Control of highlighting
Thus, with the WA fish diets %vol datasheet as the active window, highlight all columns except the three samples A9, B3 and B4. There are various ways of doing this. Clicking on a column label highlights that column (in light blue shading if the default Windows colours are used) and is a toggle action (a second click turns off the highlighting). Clicking, holding and dragging the cursor across column headers will highlight a sequence of samples, as will the usual Windows action of clicking on the first, then holding down the Shift key when clicking on the last. (The Ctrl key has no effect; also the toggling action is set so that intermediate columns which are already highlighted will not be turned off if a wider range of columns, including them, are highlighted in these ways). However, the easiest way of highlighting all except a few columns is to highlight all the data, by clicking in the blank cell at the top left of the sheet, then click on the A9, B3 and B4 labels to de-highlight just those. (The top left cell is also a toggle note, so a second click is a convenient way of clearing all highlights, though this can also be done by Edit>Clear Highlight).

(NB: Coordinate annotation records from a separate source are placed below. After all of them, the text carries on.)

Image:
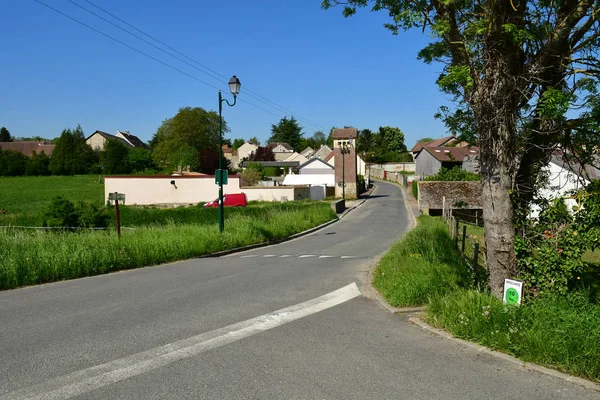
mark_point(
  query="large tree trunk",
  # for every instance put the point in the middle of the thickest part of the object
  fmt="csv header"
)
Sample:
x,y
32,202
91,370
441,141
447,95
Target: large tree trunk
x,y
495,107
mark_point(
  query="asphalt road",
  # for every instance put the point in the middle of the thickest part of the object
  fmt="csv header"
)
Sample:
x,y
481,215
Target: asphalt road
x,y
251,325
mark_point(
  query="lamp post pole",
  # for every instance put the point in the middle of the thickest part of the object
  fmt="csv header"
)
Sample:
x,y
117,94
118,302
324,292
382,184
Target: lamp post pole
x,y
344,150
234,87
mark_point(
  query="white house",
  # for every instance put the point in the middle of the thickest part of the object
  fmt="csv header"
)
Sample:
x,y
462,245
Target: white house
x,y
317,167
361,166
564,178
281,150
297,157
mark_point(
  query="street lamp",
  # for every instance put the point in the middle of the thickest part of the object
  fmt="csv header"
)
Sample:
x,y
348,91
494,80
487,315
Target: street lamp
x,y
234,88
344,149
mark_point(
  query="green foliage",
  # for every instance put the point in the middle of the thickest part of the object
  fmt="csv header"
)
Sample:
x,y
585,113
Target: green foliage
x,y
60,213
454,174
273,171
38,164
140,160
423,264
5,135
114,158
550,249
33,257
360,181
287,131
72,156
559,331
237,143
12,163
27,197
253,173
180,139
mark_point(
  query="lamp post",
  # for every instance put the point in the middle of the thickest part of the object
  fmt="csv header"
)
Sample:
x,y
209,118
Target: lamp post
x,y
234,88
344,149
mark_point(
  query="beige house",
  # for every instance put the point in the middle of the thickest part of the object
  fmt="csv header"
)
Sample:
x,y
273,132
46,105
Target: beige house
x,y
296,157
97,140
281,150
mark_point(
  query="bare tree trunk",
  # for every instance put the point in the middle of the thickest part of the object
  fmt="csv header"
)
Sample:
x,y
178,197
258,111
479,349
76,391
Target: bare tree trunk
x,y
499,229
495,106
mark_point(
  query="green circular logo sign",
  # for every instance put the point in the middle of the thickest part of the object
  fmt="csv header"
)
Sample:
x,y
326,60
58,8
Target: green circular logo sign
x,y
512,296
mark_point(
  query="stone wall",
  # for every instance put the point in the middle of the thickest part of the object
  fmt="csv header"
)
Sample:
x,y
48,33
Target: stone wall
x,y
452,195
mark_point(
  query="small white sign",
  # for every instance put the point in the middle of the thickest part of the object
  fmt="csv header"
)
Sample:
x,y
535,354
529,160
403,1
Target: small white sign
x,y
513,291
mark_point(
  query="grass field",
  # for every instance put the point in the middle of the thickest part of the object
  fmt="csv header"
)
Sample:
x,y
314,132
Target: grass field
x,y
424,268
33,257
25,197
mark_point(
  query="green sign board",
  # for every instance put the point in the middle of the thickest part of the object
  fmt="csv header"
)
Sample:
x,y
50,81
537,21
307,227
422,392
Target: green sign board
x,y
221,176
513,291
116,196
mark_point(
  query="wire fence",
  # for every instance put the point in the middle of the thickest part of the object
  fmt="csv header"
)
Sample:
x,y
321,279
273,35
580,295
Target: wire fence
x,y
466,229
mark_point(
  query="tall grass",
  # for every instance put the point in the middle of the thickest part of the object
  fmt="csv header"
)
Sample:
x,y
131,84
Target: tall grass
x,y
28,258
560,332
423,264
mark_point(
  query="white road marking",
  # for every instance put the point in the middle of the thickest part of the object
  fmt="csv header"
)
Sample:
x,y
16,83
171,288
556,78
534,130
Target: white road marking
x,y
86,380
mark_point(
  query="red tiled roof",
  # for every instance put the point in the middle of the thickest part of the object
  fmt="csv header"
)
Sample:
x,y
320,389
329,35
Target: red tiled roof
x,y
344,133
451,153
434,143
27,147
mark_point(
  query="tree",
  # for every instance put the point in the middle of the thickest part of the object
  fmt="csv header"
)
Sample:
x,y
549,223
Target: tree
x,y
182,138
5,135
72,155
140,160
12,163
38,164
524,78
114,157
288,131
263,154
365,141
237,143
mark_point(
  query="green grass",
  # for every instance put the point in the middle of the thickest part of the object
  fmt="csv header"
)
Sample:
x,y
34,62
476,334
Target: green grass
x,y
33,257
25,197
558,332
422,264
561,332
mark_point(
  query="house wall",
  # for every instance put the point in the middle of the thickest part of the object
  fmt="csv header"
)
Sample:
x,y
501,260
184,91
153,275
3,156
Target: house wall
x,y
432,194
276,193
560,182
245,150
158,190
426,164
142,190
96,141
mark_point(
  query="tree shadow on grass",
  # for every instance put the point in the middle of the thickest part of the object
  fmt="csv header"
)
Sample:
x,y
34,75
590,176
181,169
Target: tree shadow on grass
x,y
590,279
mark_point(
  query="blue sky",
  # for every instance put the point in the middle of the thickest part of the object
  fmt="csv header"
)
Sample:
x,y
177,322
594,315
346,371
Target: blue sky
x,y
327,69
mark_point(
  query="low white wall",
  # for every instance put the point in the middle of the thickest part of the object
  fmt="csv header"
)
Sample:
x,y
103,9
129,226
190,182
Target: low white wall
x,y
265,193
188,189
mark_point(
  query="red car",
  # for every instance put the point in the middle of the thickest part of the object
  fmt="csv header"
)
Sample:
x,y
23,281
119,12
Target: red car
x,y
230,200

In the default Windows colours, cells in the table have one of three backgrounds: very light grey, light blue or dark grey. Three colours are necessary because highlighting can also be by rows, or rows and columns simultaneously. The rule is that the cells with the darkest background are those that are highlighted. You will see this best by turning off all highlights then clicking on a random set of row and column labels: the intersections are considered the highlighted part of the matrix. (Individual cells in the table cannot be highlighted by clicking on them; it is not meaningful to be able to select, say, only A1 Calanoids and B5 Amphipods. It is best not to think of the data as a conventional spreadsheet: only a limited set of operations make sense for sample $\times$ variable arrays). Note that highlights can also be inverted by Edit>Invert Highlight.